Vector
Embar supports pgvector, the open-source vector similarity search extension for PostgreSQL.
Before using vector columns, you must install and activate the extension:
CREATE EXTENSION vector;
Creating a Vector Column
Use Vector to store embeddings with a fixed dimension:
import asyncio
import psycopg
from embar.column.common import Integer
from embar.column.pg import Vector
from embar.db.pg import AsyncPgDb
from embar.table import Table
class Document(Table):
id: Integer = Integer()
embedding: Vector = Vector(3) # 3-dimensional vector
async def get_db():
database_url = "postgres://pg:pw@localhost:25432/db"
conn = await psycopg.AsyncConnection.connect(database_url)

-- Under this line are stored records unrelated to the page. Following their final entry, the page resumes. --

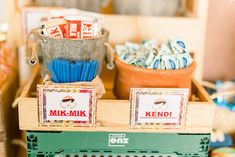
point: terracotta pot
(129, 76)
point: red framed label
(158, 107)
(66, 105)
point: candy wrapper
(55, 28)
(170, 62)
(170, 55)
(73, 24)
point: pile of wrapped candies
(72, 24)
(167, 56)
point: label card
(66, 105)
(158, 107)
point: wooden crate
(8, 116)
(199, 117)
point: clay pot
(130, 76)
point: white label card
(158, 107)
(67, 105)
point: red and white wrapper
(56, 29)
(80, 27)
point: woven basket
(45, 49)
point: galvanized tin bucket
(45, 49)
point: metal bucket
(45, 49)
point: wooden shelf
(199, 118)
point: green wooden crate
(116, 144)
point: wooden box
(199, 116)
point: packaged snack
(184, 60)
(165, 49)
(80, 27)
(170, 62)
(54, 28)
(178, 46)
(151, 56)
(156, 63)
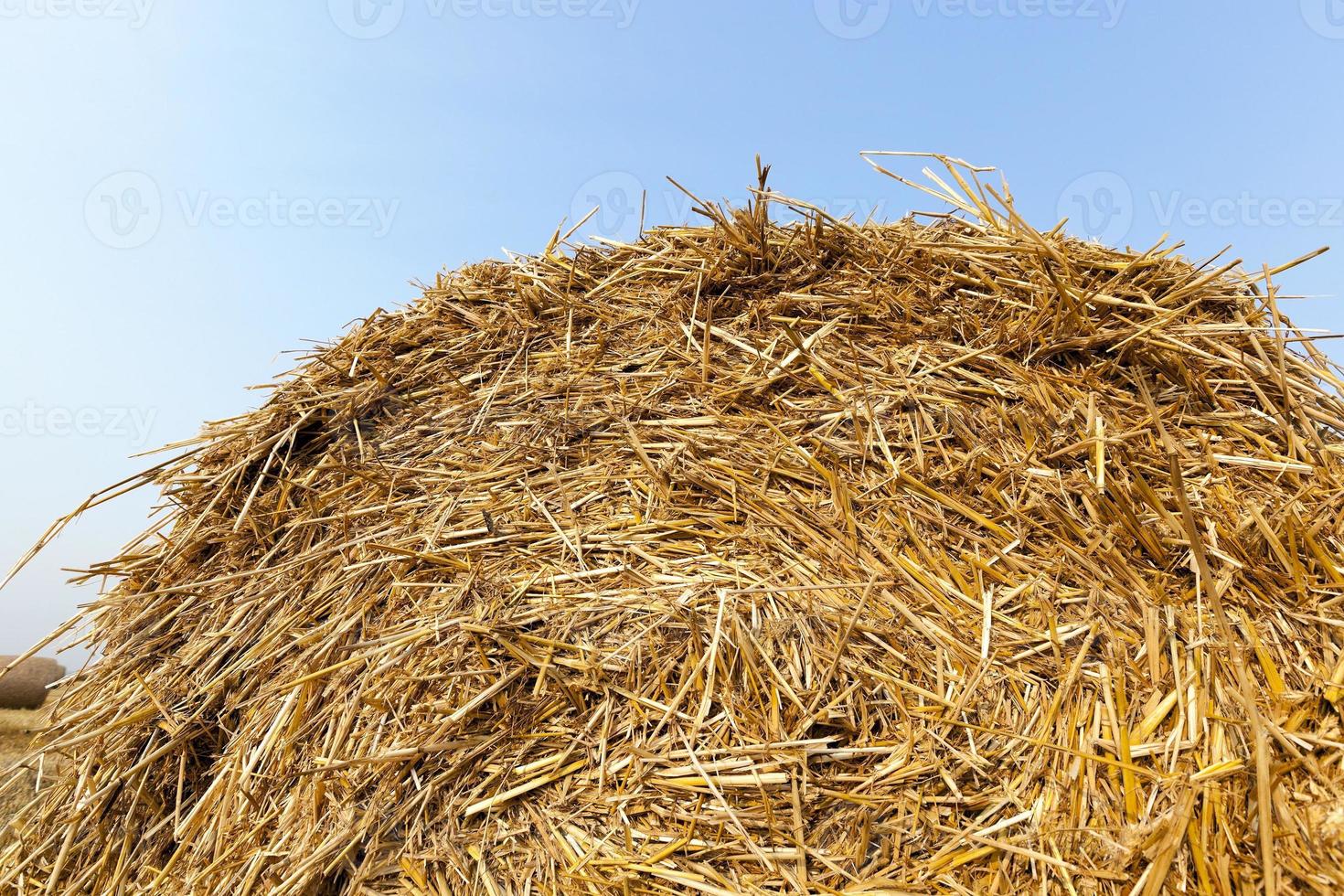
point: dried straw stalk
(752, 558)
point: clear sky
(190, 189)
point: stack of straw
(816, 558)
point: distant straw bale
(25, 687)
(769, 558)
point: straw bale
(760, 557)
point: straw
(943, 555)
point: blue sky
(187, 189)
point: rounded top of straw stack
(752, 558)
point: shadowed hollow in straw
(817, 558)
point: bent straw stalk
(750, 558)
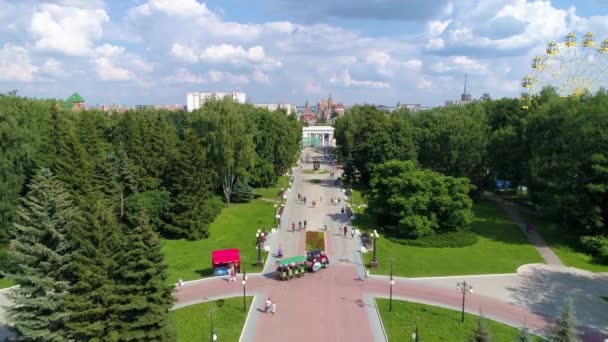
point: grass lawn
(435, 323)
(501, 248)
(315, 240)
(564, 244)
(4, 283)
(193, 323)
(235, 227)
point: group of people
(293, 226)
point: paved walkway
(511, 208)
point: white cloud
(424, 84)
(344, 79)
(106, 71)
(69, 30)
(185, 53)
(260, 77)
(107, 50)
(223, 76)
(16, 64)
(52, 67)
(459, 64)
(182, 8)
(184, 76)
(142, 65)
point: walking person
(268, 304)
(273, 308)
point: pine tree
(480, 332)
(524, 335)
(565, 327)
(242, 192)
(143, 298)
(42, 253)
(92, 266)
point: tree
(480, 332)
(565, 326)
(242, 192)
(42, 252)
(97, 243)
(228, 134)
(142, 298)
(412, 203)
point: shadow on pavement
(543, 292)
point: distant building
(197, 100)
(274, 106)
(75, 102)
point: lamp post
(375, 236)
(464, 288)
(258, 235)
(392, 282)
(244, 282)
(213, 335)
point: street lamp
(375, 236)
(213, 335)
(392, 282)
(244, 282)
(258, 235)
(464, 288)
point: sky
(281, 51)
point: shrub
(242, 192)
(596, 245)
(460, 238)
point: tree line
(85, 195)
(556, 150)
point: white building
(196, 100)
(318, 136)
(274, 106)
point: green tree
(142, 298)
(228, 134)
(97, 243)
(412, 203)
(565, 326)
(480, 332)
(42, 253)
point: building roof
(75, 98)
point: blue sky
(374, 51)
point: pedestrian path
(534, 237)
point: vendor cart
(223, 259)
(291, 267)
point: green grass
(435, 323)
(193, 323)
(235, 227)
(315, 240)
(564, 244)
(4, 283)
(501, 248)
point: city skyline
(155, 51)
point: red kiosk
(222, 259)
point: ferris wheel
(571, 67)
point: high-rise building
(197, 100)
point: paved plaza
(334, 304)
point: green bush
(596, 245)
(460, 238)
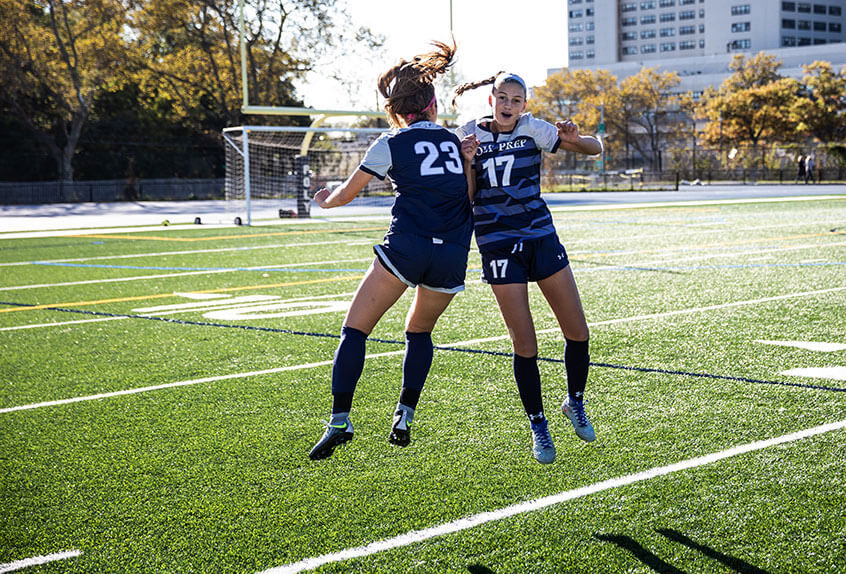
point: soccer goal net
(278, 168)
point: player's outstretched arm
(344, 193)
(469, 145)
(568, 133)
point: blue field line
(439, 347)
(158, 268)
(300, 270)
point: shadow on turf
(662, 567)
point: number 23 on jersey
(430, 164)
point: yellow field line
(214, 237)
(163, 295)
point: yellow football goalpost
(273, 162)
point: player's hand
(568, 131)
(320, 197)
(469, 145)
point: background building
(697, 38)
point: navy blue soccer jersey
(423, 162)
(507, 207)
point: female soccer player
(518, 244)
(425, 247)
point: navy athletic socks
(576, 363)
(528, 383)
(347, 368)
(417, 360)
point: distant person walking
(800, 173)
(809, 169)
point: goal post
(279, 167)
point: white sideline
(540, 503)
(390, 353)
(180, 384)
(38, 560)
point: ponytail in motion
(408, 88)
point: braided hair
(497, 79)
(408, 88)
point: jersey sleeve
(544, 133)
(377, 160)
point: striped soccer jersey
(508, 207)
(423, 162)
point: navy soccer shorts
(425, 261)
(524, 261)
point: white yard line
(193, 252)
(38, 560)
(180, 274)
(390, 353)
(40, 325)
(540, 503)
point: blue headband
(507, 77)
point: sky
(525, 37)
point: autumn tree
(55, 56)
(573, 94)
(752, 105)
(189, 51)
(649, 113)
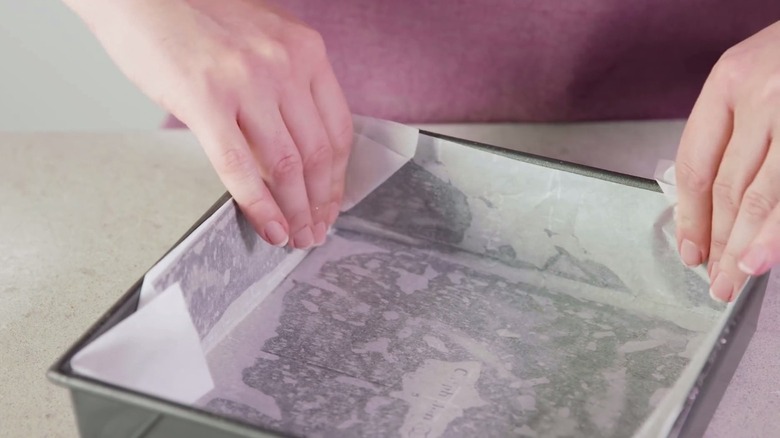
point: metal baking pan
(105, 409)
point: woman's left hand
(728, 168)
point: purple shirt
(528, 60)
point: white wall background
(55, 76)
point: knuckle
(725, 195)
(770, 91)
(344, 132)
(692, 179)
(232, 162)
(286, 168)
(322, 155)
(757, 203)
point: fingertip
(755, 260)
(333, 212)
(275, 234)
(722, 287)
(690, 253)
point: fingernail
(754, 261)
(304, 238)
(333, 213)
(690, 254)
(320, 233)
(275, 234)
(722, 288)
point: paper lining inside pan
(468, 294)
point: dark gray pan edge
(579, 169)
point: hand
(728, 167)
(256, 88)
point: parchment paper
(464, 294)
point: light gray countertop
(84, 215)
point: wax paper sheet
(468, 294)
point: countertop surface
(84, 215)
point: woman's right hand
(255, 86)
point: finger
(303, 122)
(764, 251)
(281, 168)
(701, 148)
(229, 153)
(337, 119)
(733, 227)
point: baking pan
(105, 409)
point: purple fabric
(528, 60)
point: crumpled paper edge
(123, 355)
(661, 421)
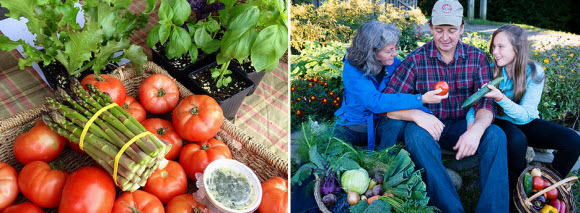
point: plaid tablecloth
(263, 115)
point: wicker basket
(317, 195)
(523, 203)
(244, 149)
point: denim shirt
(363, 99)
(527, 110)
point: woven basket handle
(573, 178)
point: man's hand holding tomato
(437, 95)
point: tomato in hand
(41, 184)
(133, 107)
(274, 195)
(184, 204)
(197, 118)
(443, 86)
(88, 190)
(26, 207)
(8, 185)
(164, 130)
(109, 85)
(137, 201)
(195, 157)
(158, 94)
(168, 182)
(39, 143)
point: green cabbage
(356, 180)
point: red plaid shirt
(468, 71)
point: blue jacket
(363, 99)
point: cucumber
(479, 94)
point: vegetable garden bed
(243, 148)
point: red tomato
(26, 207)
(136, 110)
(443, 86)
(197, 118)
(42, 185)
(109, 85)
(39, 143)
(538, 183)
(88, 190)
(274, 195)
(158, 94)
(184, 204)
(138, 201)
(168, 182)
(195, 157)
(164, 130)
(8, 185)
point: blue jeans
(387, 132)
(492, 155)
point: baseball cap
(447, 12)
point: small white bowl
(239, 167)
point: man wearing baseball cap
(466, 69)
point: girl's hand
(432, 97)
(494, 93)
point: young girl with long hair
(518, 97)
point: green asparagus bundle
(107, 134)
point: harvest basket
(317, 194)
(244, 149)
(523, 203)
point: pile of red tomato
(547, 202)
(196, 118)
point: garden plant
(107, 28)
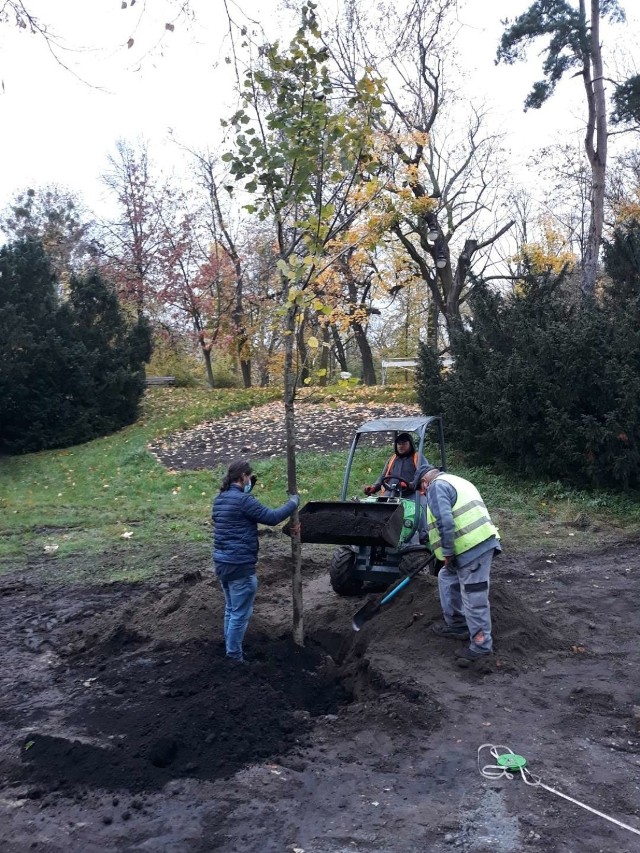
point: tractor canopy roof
(415, 423)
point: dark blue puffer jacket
(236, 515)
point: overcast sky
(57, 128)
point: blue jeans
(239, 596)
(464, 596)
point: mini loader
(378, 537)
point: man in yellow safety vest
(463, 537)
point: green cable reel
(512, 762)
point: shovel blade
(366, 612)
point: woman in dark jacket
(236, 515)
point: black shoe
(441, 629)
(468, 657)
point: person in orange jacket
(406, 464)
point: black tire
(343, 564)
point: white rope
(496, 771)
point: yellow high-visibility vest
(471, 519)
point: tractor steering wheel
(391, 484)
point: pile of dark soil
(522, 631)
(148, 719)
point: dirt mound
(190, 712)
(521, 631)
(173, 612)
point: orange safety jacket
(390, 468)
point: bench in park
(160, 380)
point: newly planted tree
(299, 149)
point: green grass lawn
(112, 496)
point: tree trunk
(338, 347)
(432, 325)
(206, 352)
(292, 487)
(324, 356)
(596, 141)
(303, 352)
(245, 368)
(368, 370)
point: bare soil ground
(123, 728)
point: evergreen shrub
(70, 369)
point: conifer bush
(71, 369)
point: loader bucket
(351, 523)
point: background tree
(58, 219)
(445, 173)
(560, 384)
(131, 243)
(69, 370)
(574, 46)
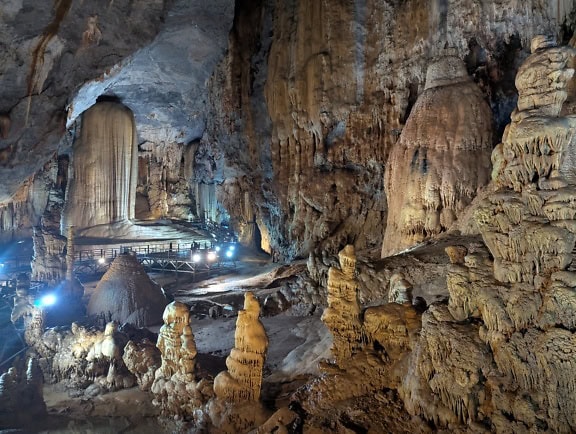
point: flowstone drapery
(175, 389)
(342, 316)
(102, 187)
(127, 294)
(441, 158)
(370, 346)
(500, 356)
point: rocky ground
(298, 342)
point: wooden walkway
(191, 257)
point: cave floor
(298, 341)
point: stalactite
(441, 183)
(102, 189)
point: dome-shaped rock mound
(126, 294)
(440, 160)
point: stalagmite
(102, 188)
(342, 316)
(502, 351)
(176, 342)
(175, 389)
(243, 379)
(441, 158)
(126, 294)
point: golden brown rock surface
(102, 187)
(441, 158)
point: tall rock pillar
(102, 187)
(440, 159)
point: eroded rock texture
(175, 389)
(370, 347)
(441, 158)
(312, 96)
(126, 294)
(102, 186)
(342, 316)
(21, 395)
(164, 174)
(60, 45)
(499, 356)
(243, 379)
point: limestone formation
(175, 389)
(500, 355)
(102, 186)
(243, 379)
(126, 294)
(370, 347)
(164, 172)
(142, 359)
(342, 316)
(21, 396)
(441, 158)
(400, 290)
(176, 342)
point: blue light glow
(46, 300)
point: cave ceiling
(153, 55)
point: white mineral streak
(102, 187)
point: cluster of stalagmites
(21, 389)
(126, 294)
(501, 355)
(370, 346)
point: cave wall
(164, 174)
(47, 51)
(311, 97)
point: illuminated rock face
(176, 342)
(441, 158)
(370, 346)
(175, 389)
(243, 379)
(126, 294)
(342, 316)
(102, 186)
(21, 395)
(510, 368)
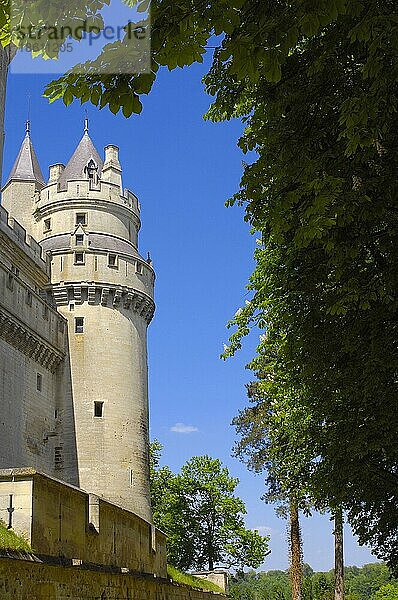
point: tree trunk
(338, 556)
(296, 571)
(6, 56)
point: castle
(76, 298)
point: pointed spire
(77, 166)
(26, 166)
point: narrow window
(79, 258)
(98, 409)
(112, 260)
(45, 311)
(79, 324)
(81, 219)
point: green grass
(11, 541)
(197, 582)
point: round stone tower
(104, 288)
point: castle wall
(33, 347)
(108, 355)
(18, 198)
(115, 214)
(22, 579)
(61, 520)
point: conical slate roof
(81, 156)
(26, 166)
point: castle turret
(24, 183)
(104, 288)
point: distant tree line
(370, 582)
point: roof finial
(27, 123)
(86, 122)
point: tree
(338, 555)
(389, 591)
(202, 517)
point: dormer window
(81, 219)
(91, 170)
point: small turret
(24, 182)
(85, 163)
(26, 166)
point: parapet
(21, 238)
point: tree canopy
(202, 517)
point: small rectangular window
(81, 219)
(79, 324)
(98, 409)
(112, 260)
(79, 258)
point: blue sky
(182, 169)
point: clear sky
(182, 169)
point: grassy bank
(197, 582)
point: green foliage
(196, 582)
(11, 541)
(387, 592)
(369, 582)
(201, 516)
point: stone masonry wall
(60, 520)
(28, 580)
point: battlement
(21, 238)
(80, 190)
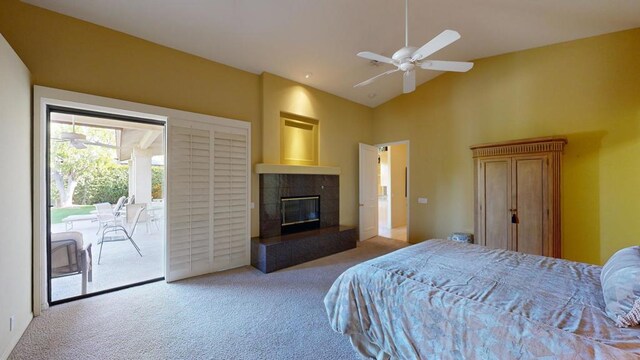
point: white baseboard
(16, 337)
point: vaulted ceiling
(292, 38)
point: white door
(368, 191)
(208, 198)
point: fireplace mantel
(296, 169)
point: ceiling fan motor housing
(404, 54)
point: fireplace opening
(300, 213)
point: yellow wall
(341, 125)
(70, 54)
(398, 162)
(588, 90)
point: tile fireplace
(299, 220)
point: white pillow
(620, 279)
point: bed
(442, 299)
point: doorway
(392, 171)
(105, 190)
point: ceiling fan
(78, 140)
(409, 57)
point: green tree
(71, 166)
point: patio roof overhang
(129, 134)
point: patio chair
(70, 256)
(122, 232)
(119, 208)
(105, 216)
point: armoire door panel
(529, 183)
(517, 195)
(496, 179)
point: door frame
(408, 179)
(107, 116)
(45, 96)
(44, 99)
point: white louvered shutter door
(230, 198)
(189, 201)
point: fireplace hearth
(299, 221)
(300, 213)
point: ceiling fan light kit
(408, 58)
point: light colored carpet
(236, 314)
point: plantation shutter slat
(190, 182)
(230, 200)
(207, 201)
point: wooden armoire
(517, 195)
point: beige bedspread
(442, 299)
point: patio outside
(92, 161)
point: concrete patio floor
(120, 264)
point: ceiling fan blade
(77, 144)
(459, 66)
(409, 81)
(101, 144)
(367, 82)
(373, 56)
(443, 39)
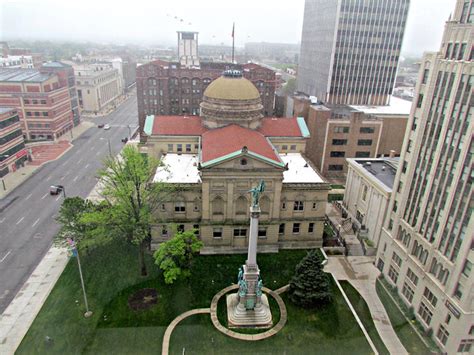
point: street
(27, 215)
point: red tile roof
(280, 127)
(219, 142)
(178, 126)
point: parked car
(56, 189)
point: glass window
(298, 206)
(281, 228)
(296, 228)
(217, 233)
(367, 129)
(364, 142)
(180, 207)
(339, 142)
(336, 154)
(240, 232)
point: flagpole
(233, 42)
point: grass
(111, 275)
(407, 335)
(330, 330)
(363, 312)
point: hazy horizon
(151, 24)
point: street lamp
(3, 166)
(108, 141)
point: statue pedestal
(239, 317)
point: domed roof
(232, 88)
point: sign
(452, 309)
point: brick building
(43, 104)
(342, 131)
(65, 72)
(13, 153)
(168, 88)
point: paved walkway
(166, 338)
(362, 275)
(20, 314)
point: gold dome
(232, 88)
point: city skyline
(79, 23)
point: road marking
(34, 224)
(2, 259)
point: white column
(252, 251)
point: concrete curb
(22, 311)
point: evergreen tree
(310, 286)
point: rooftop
(21, 75)
(396, 106)
(383, 169)
(221, 142)
(299, 170)
(178, 168)
(6, 109)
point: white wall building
(368, 189)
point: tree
(310, 285)
(175, 256)
(131, 197)
(70, 218)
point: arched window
(241, 205)
(265, 205)
(218, 205)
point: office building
(426, 247)
(350, 50)
(218, 156)
(42, 102)
(13, 153)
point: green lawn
(409, 338)
(363, 312)
(111, 275)
(331, 330)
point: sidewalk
(41, 155)
(362, 275)
(20, 314)
(22, 311)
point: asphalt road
(27, 215)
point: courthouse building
(217, 158)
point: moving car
(56, 189)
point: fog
(156, 22)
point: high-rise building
(168, 88)
(65, 73)
(426, 247)
(188, 49)
(41, 100)
(350, 50)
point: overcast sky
(156, 21)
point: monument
(248, 308)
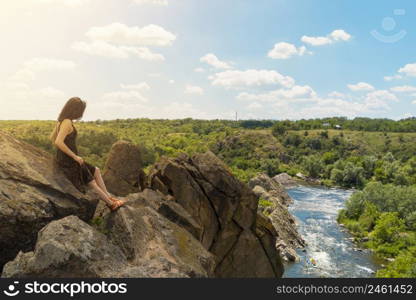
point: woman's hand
(79, 159)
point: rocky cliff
(288, 238)
(32, 193)
(189, 218)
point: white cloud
(36, 65)
(336, 94)
(340, 35)
(296, 93)
(409, 70)
(120, 97)
(361, 86)
(49, 64)
(254, 105)
(213, 61)
(404, 89)
(156, 2)
(285, 50)
(236, 79)
(142, 86)
(65, 2)
(335, 36)
(391, 78)
(380, 96)
(104, 49)
(118, 33)
(194, 90)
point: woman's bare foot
(116, 203)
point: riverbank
(329, 250)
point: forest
(374, 156)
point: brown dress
(79, 175)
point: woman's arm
(64, 130)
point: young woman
(79, 172)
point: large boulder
(135, 241)
(285, 179)
(68, 247)
(33, 192)
(225, 209)
(123, 172)
(273, 190)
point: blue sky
(207, 59)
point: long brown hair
(73, 109)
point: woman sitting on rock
(79, 172)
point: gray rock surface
(33, 192)
(123, 172)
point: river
(330, 251)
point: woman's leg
(100, 181)
(103, 195)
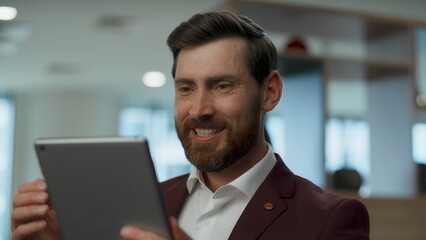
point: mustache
(210, 123)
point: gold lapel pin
(268, 206)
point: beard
(215, 156)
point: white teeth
(207, 132)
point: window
(157, 125)
(347, 146)
(419, 143)
(6, 150)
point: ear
(272, 90)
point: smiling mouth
(206, 132)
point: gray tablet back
(99, 185)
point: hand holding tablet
(99, 185)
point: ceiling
(107, 45)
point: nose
(202, 106)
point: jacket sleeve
(348, 221)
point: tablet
(99, 185)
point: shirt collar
(248, 182)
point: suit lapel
(175, 196)
(266, 204)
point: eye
(184, 90)
(224, 86)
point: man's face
(217, 103)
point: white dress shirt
(207, 215)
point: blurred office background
(352, 118)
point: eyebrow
(209, 79)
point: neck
(215, 180)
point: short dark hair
(206, 27)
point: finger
(24, 214)
(35, 186)
(25, 230)
(30, 198)
(133, 233)
(178, 233)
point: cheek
(181, 110)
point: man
(225, 82)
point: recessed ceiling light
(7, 13)
(154, 79)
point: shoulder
(335, 213)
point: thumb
(178, 233)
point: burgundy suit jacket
(286, 206)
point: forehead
(218, 57)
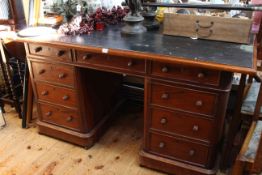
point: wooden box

await conn.execute("CREATE EXTENSION IF NOT EXISTS vector")
db = AsyncPgDb(conn)
await db.migrate([Document])
return db
async def setup():
db = await get_db()
# Insert some documents with embeddings
await db.insert(Document).values(Document(id=1, embedding=[1.0, 0.0, 0.0]))
await db.insert(Document).values(Document(id=2, embedding=[0.0, 1.0, 0.0]))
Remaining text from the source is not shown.